Mann begins by pointing out something that’s been true of Trump and some of the people who work with him: they’re fiercely loyal while they’re in his employ, but once they’re gone, they let loose on their former boss. As examples, he lists former Apprentice star Omarosa Manigault and his former attorney Michael Cohen. Both had high praise for Trump when they worked for him, but afterward, Manigault accused him of having used the N-word and said he was “mentally impaired,” and Cohen called his former boss a “con man” and a “cheat.”
Fox News and Trump also appear to be in the midst of a falling out — one that will be complete and permanent once Trump is no longer president, Mann suggests. Mann makes a comparison to an earlier incident in which Trump called Fox & Friends and kept the hosts on the line for half an hour, with the hosts desperately trying to come up with a polite way to get rid of him. Once he’s out of office, Mann predicts, Fox won’t even take Trump’s calls. Instead, Trump will have to leave voice mails for low-level Fox interns.
— Ainsley Earhardt (@ainsleyearhardt) August 7, 2019
Mann lays out the reason why he thinks Trump’s former defenders and promoters will turn on him once he’s no longer relevant: because there’s nothing to gain from being involved with him. Be it ratings, political relevancy or simply employment, once there’s nothing to be gained from being associated with Donald Trump, then his staunchest supporters will leave him in the dust, Mann predicts.

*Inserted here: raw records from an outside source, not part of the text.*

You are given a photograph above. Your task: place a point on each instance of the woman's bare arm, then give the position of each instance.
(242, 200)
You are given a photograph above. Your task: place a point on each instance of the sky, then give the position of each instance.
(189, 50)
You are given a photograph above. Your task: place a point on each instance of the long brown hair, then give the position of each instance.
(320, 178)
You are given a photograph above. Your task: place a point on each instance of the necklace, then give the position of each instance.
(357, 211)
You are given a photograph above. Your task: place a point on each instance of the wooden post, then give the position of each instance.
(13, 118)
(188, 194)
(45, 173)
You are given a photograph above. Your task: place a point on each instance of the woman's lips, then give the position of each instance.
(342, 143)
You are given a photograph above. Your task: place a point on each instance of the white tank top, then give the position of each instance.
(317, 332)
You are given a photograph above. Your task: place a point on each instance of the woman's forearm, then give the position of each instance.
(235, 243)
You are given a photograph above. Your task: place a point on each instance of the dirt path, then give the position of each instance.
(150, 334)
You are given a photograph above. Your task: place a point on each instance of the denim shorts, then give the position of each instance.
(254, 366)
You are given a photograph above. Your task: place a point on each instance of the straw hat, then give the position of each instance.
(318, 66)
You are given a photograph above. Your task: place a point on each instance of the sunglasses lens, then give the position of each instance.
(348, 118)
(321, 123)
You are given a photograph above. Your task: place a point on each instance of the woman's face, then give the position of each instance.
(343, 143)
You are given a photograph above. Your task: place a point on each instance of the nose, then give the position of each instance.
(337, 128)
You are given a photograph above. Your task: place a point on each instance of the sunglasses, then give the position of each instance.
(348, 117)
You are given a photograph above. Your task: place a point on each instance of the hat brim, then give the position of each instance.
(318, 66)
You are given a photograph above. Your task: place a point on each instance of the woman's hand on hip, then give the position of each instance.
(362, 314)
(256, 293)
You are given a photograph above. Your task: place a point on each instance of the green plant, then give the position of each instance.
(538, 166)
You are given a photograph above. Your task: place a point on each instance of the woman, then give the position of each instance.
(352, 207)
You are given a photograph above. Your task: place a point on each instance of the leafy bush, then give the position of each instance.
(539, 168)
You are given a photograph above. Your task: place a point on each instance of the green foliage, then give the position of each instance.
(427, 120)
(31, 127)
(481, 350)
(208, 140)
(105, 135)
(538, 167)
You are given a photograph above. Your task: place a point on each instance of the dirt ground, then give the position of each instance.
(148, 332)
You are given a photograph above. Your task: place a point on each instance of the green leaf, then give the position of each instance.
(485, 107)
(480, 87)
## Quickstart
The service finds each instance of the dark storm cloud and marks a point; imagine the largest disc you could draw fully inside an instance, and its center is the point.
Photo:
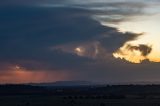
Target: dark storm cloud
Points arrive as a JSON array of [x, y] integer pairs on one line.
[[118, 39], [144, 49], [28, 33]]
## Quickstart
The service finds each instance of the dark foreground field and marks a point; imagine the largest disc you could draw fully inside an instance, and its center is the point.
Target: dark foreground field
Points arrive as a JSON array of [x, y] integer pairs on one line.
[[60, 101], [130, 95]]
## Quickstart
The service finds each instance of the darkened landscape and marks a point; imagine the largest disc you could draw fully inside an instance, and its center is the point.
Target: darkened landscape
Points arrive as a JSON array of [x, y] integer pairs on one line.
[[110, 95], [79, 53]]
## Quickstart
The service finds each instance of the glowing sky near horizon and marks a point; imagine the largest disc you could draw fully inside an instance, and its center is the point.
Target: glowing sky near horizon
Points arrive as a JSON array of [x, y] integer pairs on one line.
[[47, 40]]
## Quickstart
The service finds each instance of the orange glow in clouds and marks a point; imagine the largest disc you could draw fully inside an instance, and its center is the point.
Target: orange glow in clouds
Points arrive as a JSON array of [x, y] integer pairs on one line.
[[150, 26]]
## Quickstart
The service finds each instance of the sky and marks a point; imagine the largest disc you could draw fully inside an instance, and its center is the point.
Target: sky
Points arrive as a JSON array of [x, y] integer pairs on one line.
[[105, 41]]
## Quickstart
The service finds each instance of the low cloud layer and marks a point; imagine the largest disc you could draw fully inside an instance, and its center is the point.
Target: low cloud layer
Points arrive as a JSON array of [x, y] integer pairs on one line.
[[69, 40]]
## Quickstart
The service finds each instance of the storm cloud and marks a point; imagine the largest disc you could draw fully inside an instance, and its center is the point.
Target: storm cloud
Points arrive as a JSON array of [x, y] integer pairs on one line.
[[28, 35]]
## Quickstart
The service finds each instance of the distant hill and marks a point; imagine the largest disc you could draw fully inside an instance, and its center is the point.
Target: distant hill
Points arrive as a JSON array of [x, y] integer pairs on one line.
[[65, 83]]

“Trump’s post-presidency will be sadder and more pathetic than his presidency,” Mann writes. In addition to having no relevancy, no friends and no cable news network to provide him an outlet, he’ll also have none of the normal things that go along with being an ex-president. Mann predicts that Trump’s presidential library “will be neither presidential nor a library.” He also predicts that Trump’s memoir will be ghostwritten and “dreadful.”

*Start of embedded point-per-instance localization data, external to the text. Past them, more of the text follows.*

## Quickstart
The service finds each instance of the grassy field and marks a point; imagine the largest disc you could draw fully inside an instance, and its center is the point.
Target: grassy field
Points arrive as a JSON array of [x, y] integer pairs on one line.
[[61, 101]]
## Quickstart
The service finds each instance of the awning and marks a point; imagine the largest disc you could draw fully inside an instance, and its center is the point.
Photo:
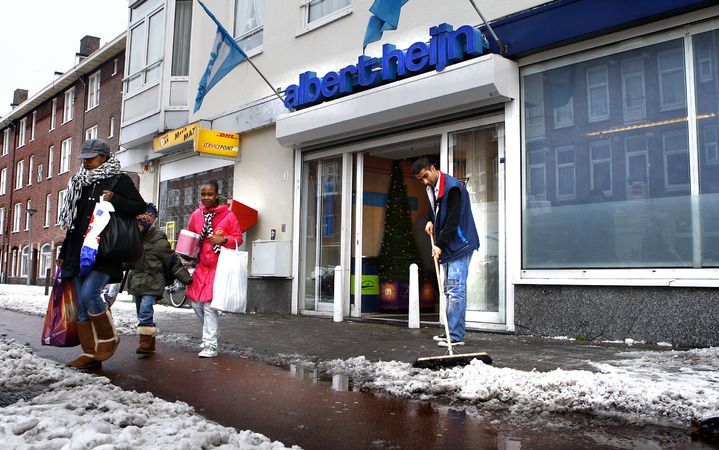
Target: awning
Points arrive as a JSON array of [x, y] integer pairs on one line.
[[486, 80]]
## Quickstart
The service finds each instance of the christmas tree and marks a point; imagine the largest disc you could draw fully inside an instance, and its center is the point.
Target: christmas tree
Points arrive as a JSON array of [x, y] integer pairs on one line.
[[398, 249]]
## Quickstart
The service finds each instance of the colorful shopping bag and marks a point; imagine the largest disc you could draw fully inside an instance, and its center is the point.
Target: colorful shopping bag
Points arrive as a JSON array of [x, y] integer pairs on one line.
[[59, 329]]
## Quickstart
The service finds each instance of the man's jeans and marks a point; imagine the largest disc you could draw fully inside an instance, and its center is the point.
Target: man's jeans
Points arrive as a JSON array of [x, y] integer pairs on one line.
[[89, 294], [144, 304], [455, 291], [208, 317]]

Mann concludes by comparing his predicted post-presidency life of Donald Trump to the post-presidency lives of other recent presidents who were unpopular in their terms but redeemed themselves afterwards. Richard Nixon, Mann notes, became a respected author and policy advisor. Jimmy Carter became a noted humanitarian.
But for Trump, Mann predicts no such luck. He writes that there will be no public speaking tours, no bestselling memoirs and no need to buy merchandise from his online store. “Won’t people tire of him?” Mann goes on to opine.